BAFS: New AF ablation guidelines to weigh real-life practice considerations
BOSTON--The Heart Rhythm Society, along with other societies, is currently revising the atrial fibrillation (AF) ablation consensus statement, last issued in 2007, paying particular attention to ablation developments, new anticoagulation options and the use of transesophageal echocardiography, according to a presentation Jan. 13 at the Boston AF Symposium (BAFS).

The 2007 Expert Consensus Statement on Catheter and Surgical Ablation of AF, which was jointly developed with European Heart Rhythm Association and European Cardiac Arrhythmia Society, sought to define the indications, techniques and outcomes of AF ablation procedures. The statement was endorsed by the American Heart Association, the American College of Cardiology and the Society of Thoracic Surgeons.

“What needs to be revised, since the 2007 document has been issued?" asked Hugh G. Calkins, MD, director of electrophysiology at Johns Hopkins Medical Institutions in Baltimore, who reviewed the interim consensus process.

Below are a few topics that Calkins et al are re-considering for the new consensus statement—scheduled to be unveiled at the 2012 BAFS.

AF Definitions

In the 2007 guidelines, the three types of AF were defined as such:
  • Paroxysmal AF: Recurrent AF that terminates spontaneously within seven days.
  • Persistent AF: AF that is sustained beyond seven days, or lasting less than seven days but necessitating pharmacologic or electrical conversion.
  • Long-standing Persistent AF (which was a new term with the emergence of the 2007 guidelines): Continuous AF of greater than one-year duration.
  • Permanent AF: The term permanent AF is not appropriate in the context of patients undergoing AF ablation as it refers to a group of patients where a decision has been made not to pursue restoration of sinus rhythm by any means.

Calkins pointed out that a couple of these definitions have resulted in uncertainty, including long-standing persistent AF. “It’s clear that 12 months or longer identifies the group of patients that respond less well to AF ablation, but we have seen that at two or three years is even a lower responding group, so we may need to break this into subsets,” he said.
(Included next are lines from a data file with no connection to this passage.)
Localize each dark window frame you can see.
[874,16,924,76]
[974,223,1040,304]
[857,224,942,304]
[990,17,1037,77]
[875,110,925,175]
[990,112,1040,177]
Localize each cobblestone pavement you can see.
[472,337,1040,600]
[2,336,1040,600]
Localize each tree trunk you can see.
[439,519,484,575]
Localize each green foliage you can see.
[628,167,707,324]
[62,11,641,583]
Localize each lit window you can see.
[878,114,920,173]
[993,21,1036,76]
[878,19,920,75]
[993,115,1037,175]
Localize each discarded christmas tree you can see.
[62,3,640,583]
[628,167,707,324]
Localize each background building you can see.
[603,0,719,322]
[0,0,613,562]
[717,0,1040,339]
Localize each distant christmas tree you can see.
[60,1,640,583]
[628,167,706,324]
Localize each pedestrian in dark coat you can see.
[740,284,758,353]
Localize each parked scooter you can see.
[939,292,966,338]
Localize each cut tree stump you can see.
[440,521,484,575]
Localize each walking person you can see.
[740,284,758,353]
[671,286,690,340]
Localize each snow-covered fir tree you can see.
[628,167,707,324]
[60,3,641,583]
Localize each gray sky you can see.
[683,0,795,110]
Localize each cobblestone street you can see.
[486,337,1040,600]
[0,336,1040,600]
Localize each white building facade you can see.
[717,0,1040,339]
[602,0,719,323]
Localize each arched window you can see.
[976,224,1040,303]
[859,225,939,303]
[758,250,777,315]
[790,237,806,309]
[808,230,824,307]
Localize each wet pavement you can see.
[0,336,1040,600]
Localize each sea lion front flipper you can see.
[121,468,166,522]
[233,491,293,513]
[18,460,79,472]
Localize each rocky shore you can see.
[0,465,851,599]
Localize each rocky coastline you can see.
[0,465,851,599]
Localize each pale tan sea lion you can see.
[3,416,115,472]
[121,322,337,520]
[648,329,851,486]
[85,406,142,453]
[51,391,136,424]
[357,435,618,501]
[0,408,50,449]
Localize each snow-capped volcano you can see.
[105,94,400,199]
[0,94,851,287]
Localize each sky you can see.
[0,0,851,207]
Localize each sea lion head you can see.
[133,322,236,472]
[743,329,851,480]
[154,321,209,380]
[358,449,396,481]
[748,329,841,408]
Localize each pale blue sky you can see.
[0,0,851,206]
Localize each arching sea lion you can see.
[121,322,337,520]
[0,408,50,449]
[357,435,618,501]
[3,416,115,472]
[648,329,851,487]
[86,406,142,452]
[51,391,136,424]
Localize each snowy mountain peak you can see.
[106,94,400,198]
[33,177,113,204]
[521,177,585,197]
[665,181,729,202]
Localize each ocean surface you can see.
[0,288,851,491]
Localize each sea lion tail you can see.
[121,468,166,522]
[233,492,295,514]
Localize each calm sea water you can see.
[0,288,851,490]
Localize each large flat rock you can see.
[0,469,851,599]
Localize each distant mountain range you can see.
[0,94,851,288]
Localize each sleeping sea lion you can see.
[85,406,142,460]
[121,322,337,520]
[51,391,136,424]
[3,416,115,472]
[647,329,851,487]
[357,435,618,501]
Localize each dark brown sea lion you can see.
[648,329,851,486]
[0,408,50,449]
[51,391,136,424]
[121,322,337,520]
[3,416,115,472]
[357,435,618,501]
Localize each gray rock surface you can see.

Also, the authors did not take into consideration failure of cardioversion or cardioversion-resistant patients.

“It’s important to appropriately define the patient population, so we will spend some time in the new guidelines trying to define some of these,” Calkins said.

Indications for Cather Ablation

The 2007 guidelines defined the indications as such:
  • Symptomatic AF refractory or intolerant to at least one Class 1 or Class 3 anti-arrhythmic medication.
  • In rare clinical situations, it may be appropriate to perform AF ablation as a first-line therapy.
  • Selected symptomatic patients with heart failure and/or reduced ejection fraction.
  • The presence of a left atrial thrombus is a contraindication to catheter ablation of AF.

“While there is increasing data suggesting first-line use of AF catheter ablation is reasonable, in most patients, it should remain a second-line therapy because of the risks involved,” Calkins said.

Prior to the procedure, Calkins also pointed out that trasnesophageal echo (TEE) is increasingly being used in patient management. For the new guidelines, “we will really need to consider which patients can skip a TEE,” he said.

Definition of Ablation Success

The authors of the 2007 consensus statement defined success as:
  • A blanking period of three months should be employed after ablation when reporting outcomes.
  • Freedom from AF/flutter/tachycardia and to be off anti-arrhythmic therapy is the primary endpoint of AF ablation.
  • For research purposes, time to recurrence of AF following ablation is an acceptable endpoint after AF ablation, but may under-represent the true benefit.
  • Freedom from AF at various points following ablation may be a better marker of true benefit and should be considered as a secondary endpoint of ablation.
  • Atrial flutter and other atrial tachyarrhythmias should be considered as treatment failures.
  • An episode of AF/flutter/tachycardia detected by monitoring should be considered a recurrence if it has a duration of 30 seconds or more.
  • Single procedure success should be reported in all trials of catheter ablation of AF.

Based on multiple documents published since the 2007 statement, “there seems to be gener
al agreement about the 30-second rule, even though it is a very high bar,” Calkins said. “However, we will look into whether we should have a different definition of success for persistent and long-standing AF.”

Calkins acknowledged that the 2007 document helped “advance research by providing a set of definitions” for practitioners, as “most of the recommendations have been implemented into clinical practice."

In addition to the new anticoagulant options and the preprocedural management with TEE, the new consensus statement also will consider one of the “most important unknown technical issues involving AF ablation,” which is the approach to long-standing persistent AF, said Calkins, who added that cryoballoon ablation also will addressed.